秦秋茜腳下生風,拉著陳瑤疾走。
陳瑤被她拽得踉蹌,忍不住問道:“表姐,這般著急忙慌的,究竟出了什麼事?”
“太子妃娘娘駕臨相國寺,恰巧遇著我娘與蘇伯母她們,指名要見見咱們!”秦秋茜語速飛快,麵上卻難掩驚疑。
她心中實在納罕:自家父親不過是個五品京官,上朝時也隻能站在殿尾。
那些個頂天的貴人,怎會看得見他們這等小門小戶?
而且今日這事透著蹊蹺,不隻點了她,竟連阿瑤也一並叫上了!
她滿腹疑惑,側頭去看陳瑤,卻見陳瑤也是一臉茫然,想問的話便堵在了喉間。
秦秋茜定了定神,用力握緊陳瑤的胳膊,低聲道:“莫怕,待會兒緊跟著我。”
陳瑤深吸一口氣,點頭應下。
事已至此,躲是躲不開了,唯有硬著頭皮應對。
不遠處,陳偉見狀也想跟上,卻被趙虎攔下:“阿偉,那處皆是女眷,咱們不便過去。
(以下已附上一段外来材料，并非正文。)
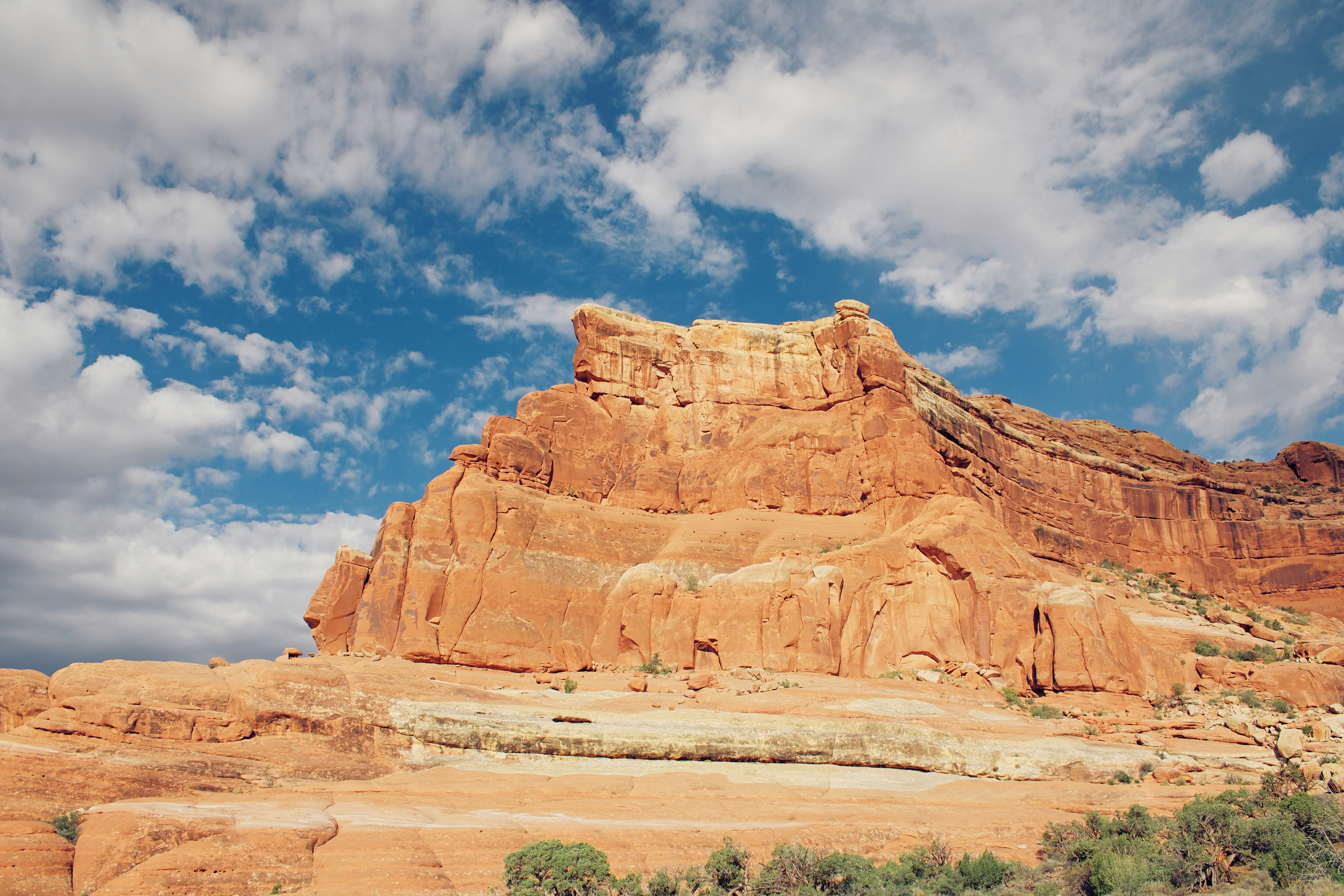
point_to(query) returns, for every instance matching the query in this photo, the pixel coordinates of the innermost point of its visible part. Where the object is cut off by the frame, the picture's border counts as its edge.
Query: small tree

且隨我到彆處轉轉吧。”
“可是……”陳偉望著兩人的背影,憂心忡忡。
趙虎低聲安撫道:“放心,太子妃娘娘素來寬厚仁和。”
他心中有數,自家主子幾次三番得陳瑤援手,太子妃今日怕是想尋個由頭給些賞賜。
禪房內,氣氛肅穆。
陳瑤低眉斂目,隨秦秋茜一同進屋,依樣畫瓢地跪下、叩首。
剛站起身,便聽上首一道溫和卻不失威嚴的聲音傳來:“你就是陳瑤?上前來,讓我瞧瞧。”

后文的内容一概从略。